Now, let's simplify the expression further:
∑(k > n) n∞ e^(-1) [(n+1-(k-1))/(n+1)!],
which becomes:
∑(k > n) n∞ e^(-1) [1/(n+1)!] ∑_(i=0)^(n+1-(k-1)) (-1)^i/(n+1-(k-1))!.
The last step before evaluating the limit is to recognize the pattern in the sum:
∑_(i=0)^(n+1-(k-1)) (-1)^i/(n+1-(k-1))!
= (n+1-(k-1))!/(n+1-(k-1))! - (n+1-(k-1)+1)!/(n+1-(k-1))! + ...

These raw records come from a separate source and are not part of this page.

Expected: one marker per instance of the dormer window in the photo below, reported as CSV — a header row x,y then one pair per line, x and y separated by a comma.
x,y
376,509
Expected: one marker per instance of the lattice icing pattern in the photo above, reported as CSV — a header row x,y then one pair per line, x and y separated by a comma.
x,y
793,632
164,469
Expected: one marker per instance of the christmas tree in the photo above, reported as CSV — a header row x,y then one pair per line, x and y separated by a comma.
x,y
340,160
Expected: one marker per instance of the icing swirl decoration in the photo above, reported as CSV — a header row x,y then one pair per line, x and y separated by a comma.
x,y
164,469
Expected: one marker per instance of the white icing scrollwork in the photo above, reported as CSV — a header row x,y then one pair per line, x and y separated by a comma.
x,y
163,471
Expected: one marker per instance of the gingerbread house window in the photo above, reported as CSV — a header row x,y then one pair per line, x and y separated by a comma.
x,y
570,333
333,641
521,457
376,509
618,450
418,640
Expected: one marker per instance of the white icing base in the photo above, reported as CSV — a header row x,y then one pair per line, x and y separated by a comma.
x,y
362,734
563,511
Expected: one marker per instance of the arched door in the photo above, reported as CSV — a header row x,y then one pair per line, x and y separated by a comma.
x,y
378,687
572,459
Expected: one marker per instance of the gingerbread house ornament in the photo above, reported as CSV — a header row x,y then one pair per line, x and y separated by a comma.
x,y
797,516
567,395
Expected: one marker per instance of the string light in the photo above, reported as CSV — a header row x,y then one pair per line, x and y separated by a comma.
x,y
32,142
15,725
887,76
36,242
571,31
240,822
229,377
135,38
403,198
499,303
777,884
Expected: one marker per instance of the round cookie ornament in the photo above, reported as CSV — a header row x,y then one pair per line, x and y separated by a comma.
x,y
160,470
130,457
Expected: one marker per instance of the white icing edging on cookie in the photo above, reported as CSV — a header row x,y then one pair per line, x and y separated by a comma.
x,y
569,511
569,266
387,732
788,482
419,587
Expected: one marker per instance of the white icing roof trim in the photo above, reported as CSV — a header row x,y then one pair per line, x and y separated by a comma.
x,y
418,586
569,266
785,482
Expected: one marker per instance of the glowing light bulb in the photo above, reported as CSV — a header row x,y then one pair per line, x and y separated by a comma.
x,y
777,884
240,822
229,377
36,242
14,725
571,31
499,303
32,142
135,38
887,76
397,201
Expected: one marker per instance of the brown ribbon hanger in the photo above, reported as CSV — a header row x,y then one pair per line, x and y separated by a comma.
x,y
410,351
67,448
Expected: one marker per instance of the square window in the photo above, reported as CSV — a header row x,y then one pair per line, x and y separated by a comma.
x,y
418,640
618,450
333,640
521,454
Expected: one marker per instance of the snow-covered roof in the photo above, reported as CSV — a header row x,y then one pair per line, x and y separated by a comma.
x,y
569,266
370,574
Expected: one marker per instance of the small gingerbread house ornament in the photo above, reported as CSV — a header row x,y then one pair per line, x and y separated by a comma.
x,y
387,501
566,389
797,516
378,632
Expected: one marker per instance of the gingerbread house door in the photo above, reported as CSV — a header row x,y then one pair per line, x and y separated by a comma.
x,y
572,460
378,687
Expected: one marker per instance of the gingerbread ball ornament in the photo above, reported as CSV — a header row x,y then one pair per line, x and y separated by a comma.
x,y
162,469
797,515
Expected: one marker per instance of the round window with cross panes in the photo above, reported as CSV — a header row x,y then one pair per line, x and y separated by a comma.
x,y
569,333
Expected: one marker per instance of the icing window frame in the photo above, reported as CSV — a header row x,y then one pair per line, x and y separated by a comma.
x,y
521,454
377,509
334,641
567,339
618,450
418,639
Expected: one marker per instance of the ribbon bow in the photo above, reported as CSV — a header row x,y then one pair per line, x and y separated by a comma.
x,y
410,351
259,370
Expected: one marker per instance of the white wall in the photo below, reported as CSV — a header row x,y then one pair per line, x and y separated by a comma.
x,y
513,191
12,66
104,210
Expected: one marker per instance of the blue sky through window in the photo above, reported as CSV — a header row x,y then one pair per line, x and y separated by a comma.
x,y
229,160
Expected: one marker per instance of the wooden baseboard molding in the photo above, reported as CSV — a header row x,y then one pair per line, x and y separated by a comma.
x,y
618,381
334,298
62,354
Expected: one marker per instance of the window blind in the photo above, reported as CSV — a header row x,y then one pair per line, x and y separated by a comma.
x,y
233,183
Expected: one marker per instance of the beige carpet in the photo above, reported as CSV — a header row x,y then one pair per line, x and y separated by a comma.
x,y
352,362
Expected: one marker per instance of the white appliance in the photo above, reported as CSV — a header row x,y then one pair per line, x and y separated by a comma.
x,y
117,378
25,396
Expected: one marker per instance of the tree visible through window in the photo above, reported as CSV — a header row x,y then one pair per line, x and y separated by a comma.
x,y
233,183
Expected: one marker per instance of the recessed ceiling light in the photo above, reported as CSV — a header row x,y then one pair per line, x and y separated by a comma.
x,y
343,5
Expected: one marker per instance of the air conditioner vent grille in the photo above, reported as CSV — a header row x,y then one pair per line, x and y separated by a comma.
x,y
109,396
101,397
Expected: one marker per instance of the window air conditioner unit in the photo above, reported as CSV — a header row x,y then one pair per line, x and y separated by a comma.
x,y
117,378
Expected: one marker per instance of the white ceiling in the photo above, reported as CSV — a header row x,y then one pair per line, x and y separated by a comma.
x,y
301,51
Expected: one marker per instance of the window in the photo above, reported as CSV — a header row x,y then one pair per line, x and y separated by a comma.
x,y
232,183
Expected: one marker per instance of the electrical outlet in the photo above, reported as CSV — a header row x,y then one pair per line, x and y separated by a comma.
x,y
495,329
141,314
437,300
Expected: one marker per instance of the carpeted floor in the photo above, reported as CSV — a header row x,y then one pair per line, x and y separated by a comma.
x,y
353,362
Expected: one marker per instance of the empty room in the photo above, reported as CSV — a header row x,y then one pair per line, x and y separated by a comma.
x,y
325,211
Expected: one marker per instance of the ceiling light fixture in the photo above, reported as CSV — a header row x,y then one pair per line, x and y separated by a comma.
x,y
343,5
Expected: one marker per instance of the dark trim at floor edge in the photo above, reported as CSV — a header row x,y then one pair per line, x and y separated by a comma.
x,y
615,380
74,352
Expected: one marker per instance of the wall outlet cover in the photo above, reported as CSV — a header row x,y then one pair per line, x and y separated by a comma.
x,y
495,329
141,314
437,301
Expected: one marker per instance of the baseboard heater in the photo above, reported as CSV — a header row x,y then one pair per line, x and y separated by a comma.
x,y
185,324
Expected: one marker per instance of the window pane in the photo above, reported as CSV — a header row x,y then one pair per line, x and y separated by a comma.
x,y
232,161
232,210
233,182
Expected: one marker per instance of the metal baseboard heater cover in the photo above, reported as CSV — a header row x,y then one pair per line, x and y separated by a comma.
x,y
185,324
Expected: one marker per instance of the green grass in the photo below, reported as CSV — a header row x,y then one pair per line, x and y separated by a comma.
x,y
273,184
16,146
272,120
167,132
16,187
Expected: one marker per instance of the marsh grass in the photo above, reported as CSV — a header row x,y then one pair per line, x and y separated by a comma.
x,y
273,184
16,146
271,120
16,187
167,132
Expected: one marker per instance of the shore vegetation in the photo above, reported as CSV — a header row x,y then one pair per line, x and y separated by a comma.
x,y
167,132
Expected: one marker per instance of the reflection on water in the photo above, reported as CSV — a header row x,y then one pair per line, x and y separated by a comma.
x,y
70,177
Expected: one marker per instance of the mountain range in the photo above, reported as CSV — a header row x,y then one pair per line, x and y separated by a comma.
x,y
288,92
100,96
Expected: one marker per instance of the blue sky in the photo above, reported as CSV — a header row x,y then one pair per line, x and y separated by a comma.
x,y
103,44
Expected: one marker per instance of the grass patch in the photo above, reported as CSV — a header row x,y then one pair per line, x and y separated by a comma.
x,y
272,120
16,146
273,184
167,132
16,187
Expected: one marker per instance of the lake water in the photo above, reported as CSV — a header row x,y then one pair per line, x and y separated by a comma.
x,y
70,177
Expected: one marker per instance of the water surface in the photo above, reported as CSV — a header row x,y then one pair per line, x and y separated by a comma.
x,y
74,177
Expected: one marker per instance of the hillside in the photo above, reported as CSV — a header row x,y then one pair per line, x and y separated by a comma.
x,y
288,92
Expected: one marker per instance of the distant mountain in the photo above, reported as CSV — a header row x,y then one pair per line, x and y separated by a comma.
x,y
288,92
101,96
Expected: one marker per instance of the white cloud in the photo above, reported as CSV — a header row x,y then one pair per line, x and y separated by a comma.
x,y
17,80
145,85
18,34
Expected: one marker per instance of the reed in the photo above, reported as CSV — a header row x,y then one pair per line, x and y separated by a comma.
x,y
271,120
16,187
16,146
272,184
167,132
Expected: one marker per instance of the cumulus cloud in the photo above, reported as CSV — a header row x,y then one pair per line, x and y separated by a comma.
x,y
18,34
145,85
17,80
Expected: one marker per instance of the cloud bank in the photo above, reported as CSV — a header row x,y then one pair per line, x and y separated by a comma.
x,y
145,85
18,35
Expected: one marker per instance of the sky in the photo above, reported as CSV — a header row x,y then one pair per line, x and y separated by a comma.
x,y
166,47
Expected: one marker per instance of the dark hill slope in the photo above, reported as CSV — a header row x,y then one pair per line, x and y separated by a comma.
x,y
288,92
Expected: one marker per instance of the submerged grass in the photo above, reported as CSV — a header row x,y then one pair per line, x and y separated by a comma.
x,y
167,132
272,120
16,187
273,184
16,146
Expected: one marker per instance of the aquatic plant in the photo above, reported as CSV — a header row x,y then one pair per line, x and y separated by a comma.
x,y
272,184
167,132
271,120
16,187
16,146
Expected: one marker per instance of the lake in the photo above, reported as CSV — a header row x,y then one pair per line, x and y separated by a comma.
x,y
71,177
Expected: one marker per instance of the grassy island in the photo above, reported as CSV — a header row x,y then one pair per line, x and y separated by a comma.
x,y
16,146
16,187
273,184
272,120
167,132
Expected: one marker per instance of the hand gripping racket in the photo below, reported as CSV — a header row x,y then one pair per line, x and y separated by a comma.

The terms cancel out, leaving only the first term:
= 1/(n+1-(k-1))!.
Finally, we have:
∑(k > n) n∞ e^(-1) [1/(n+1)!] * 1/(n+1-(k-1))!
As n approaches infinity, the term 1/(n+1)! approaches zero since the factorial grows much faster than any polynomial expression in n. Thus, we can conclude that the entire expression approaches zero as well.
Therefore, the limit as n approaches infinity of the given expression is zero:
lim_(n→∞) ∑(k > n) n∞ e^(-n/n) k!/n! = 0.